The US Debt Limit is Near
In a letter to House Speaker Kevin McCarthy (R-CA), Yellen explained that she “is not currently able” to determine how long her emergency actions will enable the US to pay for government obligations. However, she noted that “it is unlikely that cash and extraordinary measures will be exhausted before early June.” Still, according to the Treasury Secretary, it is “critical that Congress act in a timely manner to increase or suspend the debt limit.”
“Failure to meet the government’s obligations would cause irreparable harm to the U.S. economy, the livelihoods of all Americans, and global financial stability,” Yellen averred. “I respectfully urge Congress to act promptly to protect the full faith and credit of the United States.” In Dec. 2021, Congress approved raising the federal debt ceiling to roughly $31.4 trillion, allowing Uncle Sam to borrow enough cash to cover things like Social Security, interest on the national debt, tax refunds, and military salaries.
The country’s fiscal picture is bleak.

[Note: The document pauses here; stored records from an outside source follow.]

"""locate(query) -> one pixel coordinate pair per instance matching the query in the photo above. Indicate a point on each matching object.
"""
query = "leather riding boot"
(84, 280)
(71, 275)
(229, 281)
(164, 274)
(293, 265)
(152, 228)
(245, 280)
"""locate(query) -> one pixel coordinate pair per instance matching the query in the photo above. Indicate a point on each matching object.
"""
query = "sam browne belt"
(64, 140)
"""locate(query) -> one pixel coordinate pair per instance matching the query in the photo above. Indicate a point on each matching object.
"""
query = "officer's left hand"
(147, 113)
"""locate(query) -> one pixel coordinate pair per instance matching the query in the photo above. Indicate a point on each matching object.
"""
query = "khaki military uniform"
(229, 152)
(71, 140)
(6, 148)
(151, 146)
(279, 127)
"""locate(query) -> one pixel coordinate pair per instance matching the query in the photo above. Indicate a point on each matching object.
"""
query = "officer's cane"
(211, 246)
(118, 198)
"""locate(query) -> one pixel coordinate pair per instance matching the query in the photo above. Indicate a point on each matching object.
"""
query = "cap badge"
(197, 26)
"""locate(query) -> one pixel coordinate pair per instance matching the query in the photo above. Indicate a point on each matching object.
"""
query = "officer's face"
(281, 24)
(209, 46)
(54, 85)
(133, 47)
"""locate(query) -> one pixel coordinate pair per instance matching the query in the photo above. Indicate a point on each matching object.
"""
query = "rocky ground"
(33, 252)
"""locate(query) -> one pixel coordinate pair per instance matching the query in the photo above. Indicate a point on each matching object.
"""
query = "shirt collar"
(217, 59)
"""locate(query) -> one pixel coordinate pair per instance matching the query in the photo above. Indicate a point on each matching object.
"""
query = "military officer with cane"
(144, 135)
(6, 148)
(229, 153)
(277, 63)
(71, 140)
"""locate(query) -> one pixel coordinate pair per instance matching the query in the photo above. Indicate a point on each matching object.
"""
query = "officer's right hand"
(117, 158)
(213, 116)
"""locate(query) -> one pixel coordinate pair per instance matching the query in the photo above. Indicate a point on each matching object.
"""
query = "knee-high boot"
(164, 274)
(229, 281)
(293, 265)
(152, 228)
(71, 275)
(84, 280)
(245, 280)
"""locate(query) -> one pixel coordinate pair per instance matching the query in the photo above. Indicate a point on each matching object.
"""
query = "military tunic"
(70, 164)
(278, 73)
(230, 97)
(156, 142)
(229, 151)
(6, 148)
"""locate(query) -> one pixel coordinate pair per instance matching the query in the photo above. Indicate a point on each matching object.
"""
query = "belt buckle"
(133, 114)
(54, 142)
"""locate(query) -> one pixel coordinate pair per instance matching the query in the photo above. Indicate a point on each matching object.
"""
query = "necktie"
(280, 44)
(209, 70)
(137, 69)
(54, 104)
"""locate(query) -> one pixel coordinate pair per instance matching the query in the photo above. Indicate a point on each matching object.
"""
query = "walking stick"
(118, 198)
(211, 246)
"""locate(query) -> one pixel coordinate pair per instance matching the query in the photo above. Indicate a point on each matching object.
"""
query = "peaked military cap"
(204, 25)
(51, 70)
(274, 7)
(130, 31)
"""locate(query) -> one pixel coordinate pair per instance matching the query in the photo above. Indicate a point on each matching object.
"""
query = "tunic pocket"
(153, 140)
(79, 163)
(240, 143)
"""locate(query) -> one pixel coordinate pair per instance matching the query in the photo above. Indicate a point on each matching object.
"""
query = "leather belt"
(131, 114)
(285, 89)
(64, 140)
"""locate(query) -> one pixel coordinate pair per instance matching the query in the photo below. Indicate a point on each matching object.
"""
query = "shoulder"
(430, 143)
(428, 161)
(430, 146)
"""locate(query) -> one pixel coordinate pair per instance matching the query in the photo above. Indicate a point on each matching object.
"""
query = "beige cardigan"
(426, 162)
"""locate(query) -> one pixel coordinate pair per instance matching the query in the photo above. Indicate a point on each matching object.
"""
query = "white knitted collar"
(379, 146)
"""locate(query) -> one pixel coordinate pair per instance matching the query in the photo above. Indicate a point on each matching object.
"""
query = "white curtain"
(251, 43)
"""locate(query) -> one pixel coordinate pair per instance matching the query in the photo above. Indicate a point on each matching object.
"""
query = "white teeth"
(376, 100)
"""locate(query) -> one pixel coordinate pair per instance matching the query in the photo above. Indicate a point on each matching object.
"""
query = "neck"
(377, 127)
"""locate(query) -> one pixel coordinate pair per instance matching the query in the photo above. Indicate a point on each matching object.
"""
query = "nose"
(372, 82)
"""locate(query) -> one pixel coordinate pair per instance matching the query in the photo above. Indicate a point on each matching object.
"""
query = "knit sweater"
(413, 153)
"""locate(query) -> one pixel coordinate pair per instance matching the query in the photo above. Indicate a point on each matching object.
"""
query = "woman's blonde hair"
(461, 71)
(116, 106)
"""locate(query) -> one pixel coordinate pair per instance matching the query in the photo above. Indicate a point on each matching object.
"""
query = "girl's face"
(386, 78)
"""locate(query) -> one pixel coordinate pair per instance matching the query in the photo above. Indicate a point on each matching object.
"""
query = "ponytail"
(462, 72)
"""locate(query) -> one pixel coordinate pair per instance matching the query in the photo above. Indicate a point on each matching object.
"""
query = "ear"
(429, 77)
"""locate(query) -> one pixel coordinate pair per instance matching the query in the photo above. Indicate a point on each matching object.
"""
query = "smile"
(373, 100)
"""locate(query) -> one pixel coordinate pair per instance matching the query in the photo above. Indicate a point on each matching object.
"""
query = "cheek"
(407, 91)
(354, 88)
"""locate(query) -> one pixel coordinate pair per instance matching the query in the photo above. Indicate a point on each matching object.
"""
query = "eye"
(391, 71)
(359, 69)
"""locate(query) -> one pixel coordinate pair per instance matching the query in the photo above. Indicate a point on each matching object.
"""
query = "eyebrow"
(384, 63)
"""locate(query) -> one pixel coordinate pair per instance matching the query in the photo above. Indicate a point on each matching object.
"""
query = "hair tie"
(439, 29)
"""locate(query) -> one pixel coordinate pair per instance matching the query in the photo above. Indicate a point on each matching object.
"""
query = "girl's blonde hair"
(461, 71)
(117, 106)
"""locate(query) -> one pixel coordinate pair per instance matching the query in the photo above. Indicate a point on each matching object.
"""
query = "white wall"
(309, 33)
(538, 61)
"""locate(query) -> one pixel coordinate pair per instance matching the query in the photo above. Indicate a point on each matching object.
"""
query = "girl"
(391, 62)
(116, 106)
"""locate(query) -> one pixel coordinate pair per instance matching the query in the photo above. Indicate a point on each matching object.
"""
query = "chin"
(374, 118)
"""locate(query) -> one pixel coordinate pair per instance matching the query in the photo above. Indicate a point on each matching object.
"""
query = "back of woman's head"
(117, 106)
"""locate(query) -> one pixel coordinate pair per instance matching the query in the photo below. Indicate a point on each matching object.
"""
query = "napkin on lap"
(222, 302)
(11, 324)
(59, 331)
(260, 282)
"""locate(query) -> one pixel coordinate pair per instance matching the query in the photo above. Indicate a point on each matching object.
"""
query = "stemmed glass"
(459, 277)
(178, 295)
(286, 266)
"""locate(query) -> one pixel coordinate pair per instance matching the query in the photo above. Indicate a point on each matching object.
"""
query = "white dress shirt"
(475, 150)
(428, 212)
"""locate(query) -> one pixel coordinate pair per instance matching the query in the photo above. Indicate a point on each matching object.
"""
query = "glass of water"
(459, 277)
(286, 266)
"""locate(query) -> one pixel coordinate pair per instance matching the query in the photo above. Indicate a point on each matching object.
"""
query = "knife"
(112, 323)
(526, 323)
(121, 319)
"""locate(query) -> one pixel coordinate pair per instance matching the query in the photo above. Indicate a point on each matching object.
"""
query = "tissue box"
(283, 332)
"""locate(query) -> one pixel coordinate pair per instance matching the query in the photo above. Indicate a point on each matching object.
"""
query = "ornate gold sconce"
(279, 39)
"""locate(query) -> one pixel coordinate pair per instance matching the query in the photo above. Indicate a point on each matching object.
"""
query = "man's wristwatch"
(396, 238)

In addition to the $31.4 trillion national debt, the US posted a $1.4 trillion budget deficit in 2022 and paid about $500 billion in interest payments. Plus, the United States faces approximately $200 trillion in unfunded liabilities and expenditures.
Banks Make Recession ‘Central Case’
Last year, many major financial institutions stated that a recession was unlikely to happen. However, as 2022 progressed, a growing chorus of banks made an economic downturn in 2023 as their base case. JPMorgan Chase CEO Jamie Dimon and Bank of American CEO Brian Moynihan are the two latest prominent individuals to fully pencil in a recession.
Although the US economy is robust due to well-financed consumers and businesses, Dimon warned that risks are forming, which accounts for the Wall Street titan posting a $2.3 billion provision for credit losses in the fourth quarter. JPMorgan Chase set aside funds for anticipated defaults, “reflecting a mild recession in the central case.”
“We still do not know the ultimate effect of the headwinds coming from geopolitical tensions,” Dimon said, “including the war in Ukraine, the vulnerable state of energy and food supplies, persistent inflation that is eroding purchasing power and has pushed interest rates higher, and the unprecedented quantitative tightening.” On a call with investors, Moynihan purported that the bank is preparing for a recession and rising unemployment in 2023. “Our baseline scenario contemplates a mild recession. But we also add to that a downside scenario, and what this results in is 95% of our reserve methodology is weighted toward a recessionary environment in 2023,” he stated.
JPMorgan Chase shares rose about 2.5% on Friday to above $143, while Bank of America stock picked up more than 2% to top $35.
Americans Taking on More Debt
According to fresh data from the Federal Reserve, consumers added $27.96 billion in debt in November. This is down from $29.12 billion in October. Consumer credit rose at a seasonally adjusted annual rate of 7.1%, revolving credit (credit cards and lines of credit) soared nearly 17% year-over-year, and non-revolving credit (auto and student loans) advanced close to 4%. In the first 11 months of 2022, shoppers took on more than $328.5 billion in additional credit. This might seem like a modest sum, but this will cost more to service amid rising interest rates, weighing on household budgets.
A CPI Change is Coming
This may be a nothingburger, or it could be something crucial heading into the 2024 presidential election season. The Bureau of Labor Statistics (BLS) will adjust its methodology for calculating the consumer price index (CPI). As of February, when the January print is released, the CPI will be manufactured by relying on a single year of data rather than two years of consumption figures. In other words, in 2024, the buying statistics from 2022 will be excluded from the inflation readings. The objective is to bolster the accuracy and efficacy of the CPI for urban consumers (CPI-U), wage earners and clerical workers (CPI-W), and initial and interim versions of the Chained CPI-U. Put this in the filing cabinet for safekeeping.